我也不過是這些人的一份子吧,會被情感牽扯,也有一顆傳武天下的野心,而這些弟子門人,也會將我包裹進他們的世界,成為我的羈絆,這種羈絆未嘗不是促使我前進的動力……
張步山心思恍然,口袋中納米手機突然震動了起來,打斷了他的思緒,他回神過來,拿起了手機,裡面傳來了溫文禮的聲音。
“老師,江湖救急!”
“呵呵,你溫家不是泰安區三駕馬車?你能有什麽麻煩,想要上午偷個懶,也別來消遣老師。”
“老師,你要救我一命,只有你救得了我!”手機那邊傳來哀求的聲音。
張步山沉默了一下,“怎麽回事?”
“老師,你趕快來府月酒樓,算我求你了!”電話那邊的聲音十分焦急,
說完便掛了。 這個家夥,平日裡恭恭敬敬,做事不驕不躁,今天怎麽這麽奇怪?算了,府月酒樓,走一趟就是了。
張步山心裡納悶,吩咐著白宇文照看著場子,隨意地穿了一身黑衣出門離去。
叫了一輛出租車,過了一會便來到了府月酒樓,往日裡門庭若市的大酒樓此刻冷冷清清。
門口溫文禮焦灼地來回踱步,看到了張步山,臉上才露出了欣喜模樣:“老師,我就知道你不會將我扔在刀山火海之中,你就是救苦救難的大菩薩!”
“少貧嘴。”張步山呵斥了一聲,“你把我叫過來到底是幹什麽?”
溫文禮苦笑了一聲,將張步山向樓裡迎去,門口的兩個保鏢恭敬地退開到了兩側。
走進了府月酒樓,一群穿著古裝的美貌少女在兩側盈盈而立,刻著花鳥蟲魚的檀木屏風坐落有序地排放在大廳之中,溫陽木製成的太師椅,通透別致的櫃台,翡翠玉珠般的簾幕,更有字畫裝飾,整個酒樓有一股古色古香的韻味。
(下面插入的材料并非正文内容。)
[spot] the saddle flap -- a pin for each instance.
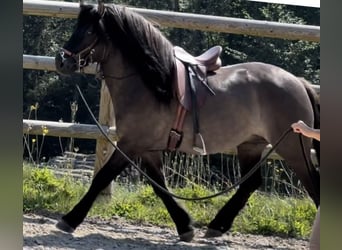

“怎麽,你是想請我吃飯嗎?”張步山余光掃視四周,大廳中一個客人都沒有。
“嘿嘿。”溫文禮避而不答,“老師,你今年沒到三十吧?”
“我今年虛歲二十七,你別瞎搗亂,我看上去有這麽老嗎?”
溫文禮吐了一口氣, “沒,沒,老師看上去像是二十歲。”
張步山心裡的疑惑越發濃重:“你今天怎麽這麽奇怪,是不是吃錯藥了?”
溫文禮吐了吐舌頭,將張步山請了三樓。
正中央坐著一個美麗女子,螓首蛾眉,膚如凝脂,唇紅齒白,穿著一身灰色的修身上衣,將美好的身材曲線展現了出來。
她聽到了腳步聲,眼簾微抬,看向了張步山,眼神之中閃過了一絲若有若無的失望。
張步山瞄了對方一眼,又側目問道:“你帶我來這做什麽?”
溫文禮咬了咬嘴唇,小聲說道:“是我姐要見你。”
神神秘秘。張步山心道了一句。
溫文禮連忙走上前去:“姐,這位是我的老師,姓張。”又忙著向張步山介紹:“這是我的親姐,溫子婉。”
“原來是張老師,幸會幸會。”溫子婉伸出白皙的手掌,臉上的笑容看上去十分親切。
張步山點了點頭,禮貌地伸出手和對方握手。
“呵呵。”溫子婉臉上的笑意濃厚,緊緊握著張步山的手掌,實則手上發力,力道在不斷地提升。
一分力道,兩分力道,三分力道……
她是天賦者,從小就有一股強大的力道,到了十歲,便可輕松地捏碎石頭,十一歲時,便與老虎搏鬥,到了十五歲就和獵獸團去了野外獵殺狂暴獸,至今又過了七八年,力道更加不可小覷。
別看她模樣可人溫婉,但是泰安區的上層人物,都知道溫家有一個力道極大的怪力女,溫子婉!